Security: One-way functions are strongly related to hash functions. They are the foundation for many of today’s security and secrecy protocols. For example, fingerprinting is used to allow mirror sites to host downloads while giving the public comfort that the downloads have not been compromised with Malware. However, if the one-way functions underlying them can be cracked—as MD5 was recently—miscreants can
substitute bad files for good at will.
Even when security does not appear to be a factor, compromising a hash function can have a security impact. As one person mentioned in one of Jeff’s comments, if the hash function for a programming language is public, attackers can deliberately engineer worst-case performance to create a Denial Of Service attack. Here’s a deliberately trivialized example:
Consider a public-facing site with free user registration. When you log in, the site performs a look up on the user name. Now obviously there’s a database somewhere. But perhaps the programmers put a cache in front of it. You could imagine such a cache being useful if cookies are used to keep someone logged in. If the cache uses a hash table, a vandal can create lots and lots of user names that hash into the same bucket. Anyone with a user name in the same bucket will face a long wait as the system performs a serial look up within the bucket.
Whimsey: One of the comments mentioned that the number of buckets is usually a prime number. Did you know that
insects figured this strategy out on their own?
Editorial/Love Fest:
And now for what I really wanted to say.
People have pointed out that Jeff often seems to be summarizing well-known computer science principles. A Reader’s Digest for programmers, as it were. The suggestion seems to be that this is not useful, since anybody with a degree or even a passing interest in programming ought to know these things. My own feeling is that Jeff’s blog is far more useful than my own.
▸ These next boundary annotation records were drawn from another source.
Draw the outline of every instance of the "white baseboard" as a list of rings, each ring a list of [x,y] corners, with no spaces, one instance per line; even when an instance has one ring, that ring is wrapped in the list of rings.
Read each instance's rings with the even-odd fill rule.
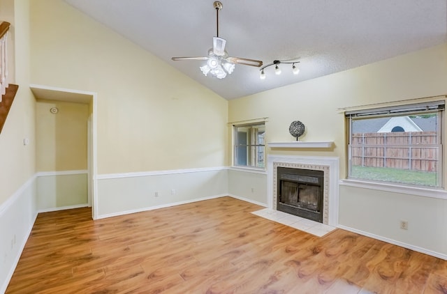
[[[119,215],[130,215],[131,213],[142,212],[143,211],[154,210],[155,209],[165,208],[167,207],[179,206],[182,204],[187,204],[193,202],[202,201],[203,200],[214,199],[215,198],[224,197],[226,196],[228,196],[228,195],[221,194],[221,195],[210,196],[203,197],[203,198],[196,198],[194,199],[186,200],[184,201],[179,201],[179,202],[174,202],[172,203],[161,204],[159,206],[145,207],[142,208],[133,209],[131,210],[120,211],[119,212],[109,213],[108,215],[99,215],[97,216],[96,219],[105,219],[105,218],[112,217],[118,217]]]
[[[9,197],[6,200],[6,201],[0,205],[0,218],[2,217],[3,215],[8,212],[8,210],[11,209],[17,201],[20,201],[20,197],[23,196],[25,190],[32,185],[32,183],[36,180],[36,175],[31,176],[10,197]],[[35,195],[31,195],[31,196],[35,197]],[[23,201],[20,201],[20,203],[23,203]],[[20,211],[24,213],[26,212],[26,209],[21,208]],[[37,218],[37,212],[31,211],[31,219],[29,219],[30,222],[27,224],[27,227],[23,230],[25,232],[24,237],[22,240],[20,240],[19,247],[16,251],[17,253],[13,256],[13,260],[7,265],[10,266],[9,270],[7,272],[6,277],[0,277],[0,281],[1,281],[1,279],[4,279],[3,280],[3,284],[0,284],[0,293],[4,293],[6,291],[8,285],[9,284],[9,282],[13,277],[13,274],[14,274],[15,268],[17,268],[17,265],[19,263],[20,256],[22,256],[22,252],[23,252],[23,249],[25,247],[27,242],[28,241],[28,238],[31,234],[31,230],[33,229],[34,222],[36,222],[36,219]],[[22,217],[26,217],[26,215],[24,215]],[[13,224],[11,224],[10,225]]]
[[[50,208],[43,208],[41,209],[38,211],[38,213],[42,212],[50,212],[52,211],[59,211],[59,210],[66,210],[67,209],[74,209],[74,208],[81,208],[83,207],[89,207],[90,206],[89,203],[83,203],[83,204],[75,204],[74,206],[61,206],[61,207],[53,207]]]
[[[381,241],[386,242],[387,243],[393,244],[395,245],[400,246],[401,247],[406,248],[411,250],[413,250],[418,252],[423,253],[425,254],[430,255],[432,256],[437,257],[438,258],[444,259],[447,261],[447,255],[443,254],[441,253],[436,252],[431,250],[427,250],[425,248],[419,247],[418,246],[411,245],[409,244],[404,243],[400,241],[397,241],[395,240],[389,239],[388,238],[382,237],[378,235],[372,234],[370,233],[364,232],[363,231],[358,230],[356,229],[350,228],[349,226],[345,226],[339,224],[337,226],[337,228],[342,229],[345,231],[349,231],[350,232],[356,233],[359,235],[362,235],[367,237],[372,238],[373,239],[379,240]]]
[[[4,293],[6,291],[8,285],[9,285],[9,282],[10,281],[11,278],[13,277],[13,274],[14,274],[14,272],[15,271],[15,268],[17,268],[17,263],[19,263],[19,261],[20,260],[20,256],[22,256],[22,253],[23,252],[23,249],[24,249],[25,248],[25,245],[27,245],[27,242],[28,241],[29,235],[31,235],[31,231],[33,229],[33,226],[34,226],[34,222],[36,222],[37,215],[38,215],[37,213],[34,215],[32,224],[31,224],[29,228],[28,228],[28,230],[27,232],[27,237],[24,238],[22,242],[22,244],[20,244],[20,247],[18,251],[18,254],[17,254],[14,258],[13,266],[10,268],[9,272],[8,273],[8,277],[6,277],[6,279],[5,279],[5,284],[3,285],[1,285],[1,287],[0,288],[0,293]]]
[[[255,201],[254,200],[249,199],[248,198],[244,198],[244,197],[241,197],[241,196],[239,196],[233,195],[233,194],[229,194],[228,196],[230,197],[233,197],[233,198],[235,198],[236,199],[242,200],[242,201],[249,202],[251,203],[256,204],[256,205],[258,205],[258,206],[263,206],[263,207],[268,207],[268,206],[266,203],[263,203],[262,202]]]

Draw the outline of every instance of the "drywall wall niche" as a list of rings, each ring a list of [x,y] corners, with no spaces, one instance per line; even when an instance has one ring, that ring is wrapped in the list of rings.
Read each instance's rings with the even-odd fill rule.
[[[42,189],[38,187],[38,199],[41,200],[38,201],[41,206],[38,209],[89,206],[94,219],[96,95],[40,85],[31,85],[30,88],[38,114],[36,168],[42,180],[38,182],[44,185]]]

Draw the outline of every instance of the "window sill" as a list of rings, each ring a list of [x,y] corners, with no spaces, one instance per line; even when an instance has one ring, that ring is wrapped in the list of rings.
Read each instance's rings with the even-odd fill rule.
[[[340,180],[339,185],[342,186],[356,187],[358,188],[372,189],[395,193],[406,194],[409,195],[420,196],[423,197],[437,198],[447,200],[447,191],[443,189],[423,188],[418,187],[409,187],[399,184],[388,184],[376,182],[368,182],[359,180]]]
[[[261,173],[264,175],[267,174],[267,171],[263,168],[233,166],[230,167],[229,169],[232,171],[245,171],[247,173]]]

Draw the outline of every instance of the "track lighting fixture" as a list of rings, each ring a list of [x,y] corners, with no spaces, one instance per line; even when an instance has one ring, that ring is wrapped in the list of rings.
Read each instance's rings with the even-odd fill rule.
[[[274,60],[272,63],[268,64],[267,65],[263,66],[259,70],[261,71],[261,75],[259,77],[261,79],[265,79],[265,72],[264,72],[264,68],[268,68],[270,65],[274,65],[274,73],[275,75],[281,75],[281,68],[279,67],[279,64],[281,63],[288,63],[292,65],[292,72],[293,75],[298,75],[300,72],[300,69],[298,66],[295,65],[295,63],[299,63],[300,61],[281,61],[279,60]]]

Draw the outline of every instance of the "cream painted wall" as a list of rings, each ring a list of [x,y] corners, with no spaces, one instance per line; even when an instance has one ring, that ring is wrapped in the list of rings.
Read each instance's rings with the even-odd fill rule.
[[[87,173],[38,176],[36,181],[38,210],[86,206],[88,202],[87,180]]]
[[[57,114],[50,111],[59,109]],[[89,105],[38,100],[36,109],[38,171],[87,169]]]
[[[447,44],[229,101],[228,121],[268,117],[266,142],[290,141],[293,121],[302,141],[334,141],[331,150],[270,150],[275,154],[339,156],[346,174],[344,120],[337,109],[447,94]],[[229,144],[228,150],[231,150]]]
[[[29,0],[0,0],[0,16],[10,17],[15,65],[13,82],[19,85],[0,134],[0,293],[13,275],[36,217],[35,100],[29,84]],[[10,71],[10,73],[11,72]],[[10,79],[10,81],[11,81]],[[24,139],[29,140],[24,145]]]
[[[301,121],[302,141],[334,141],[325,149],[271,149],[270,155],[336,156],[346,177],[345,130],[337,109],[447,94],[447,44],[229,102],[229,121],[268,117],[266,141],[290,141],[288,126]],[[444,122],[443,137],[447,137]],[[444,154],[447,154],[444,145]],[[230,148],[228,150],[230,150]],[[444,159],[444,171],[447,156]],[[230,177],[237,189],[249,184]],[[231,190],[233,188],[230,187]],[[244,196],[244,195],[240,195]],[[339,187],[339,225],[447,258],[447,199],[347,185]],[[418,210],[422,211],[418,212]],[[409,222],[409,230],[399,228]]]
[[[4,6],[6,3],[8,6]],[[12,7],[11,7],[12,6]],[[15,83],[19,90],[0,134],[0,204],[6,201],[35,173],[34,104],[29,84],[29,17],[28,1],[1,2],[2,15],[14,15],[11,20],[15,48]],[[13,10],[13,11],[10,11]],[[29,144],[24,145],[24,139]]]
[[[226,100],[61,0],[31,8],[32,84],[98,94],[99,174],[226,164]]]

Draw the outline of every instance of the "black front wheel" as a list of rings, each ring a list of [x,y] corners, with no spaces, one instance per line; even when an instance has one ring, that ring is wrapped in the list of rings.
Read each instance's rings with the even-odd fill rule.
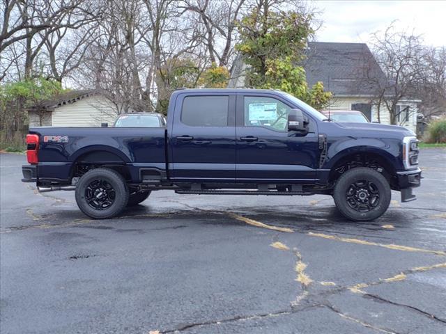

Coding Horror is published out in the real world. It is written for real people.
This weblog operates firmly in
Lake Wobegon. It’s true! The very fact that you are reading about programming means that you are exceptional for reading it and I am exceptional for writing it. I am not going to start a flame war and say you and I are
better programmers. Who really knows? But I am very confident when I say that we are not
representative of the typical programmer.
The typical programmer does not know what a closure is and does not care. If they are added to Java he or she will not use them any ways. The typical programmer may have obtained their degree, but they were far more interested in memorizing whatever was needed to get a B on the examination then they were in the subject matter.
They may have a certification, but they do not own and have not read books outside of their immediate requirements, so Knuth is foreign to them. While they may talk of refactoring, they have never heard of
Martin Fowler
or
Joshua Kerievsky
.
When Jeff writes a Digg-able post about multiple monitors, or how to optimize memory on a Windows PC, he get readers that would never subscribe to a blog if they were told it was about programming. And I am talking about programmers. Try to wrap your head around the idea of programmers who do not find programming blogs interesting (in fact, they don’t find programming interesting at the moment).
If they are then exposed to something insightful and interesting about hash tables… Many will read it and forget it, but a few will be interested enough to delve deeper into the whys behind the whats.
I am all for that. It is remarkably easy to turn and preach to the choir. Evangelizing to the bored and uninterested… This is a frustrating and difficult job. I wish I had the zeal to reach out across the divide and bring people over to where programming is deeply fulfilling and fascinating. I’m glad Jeff is doing the job he’s doing and wish his blog every success.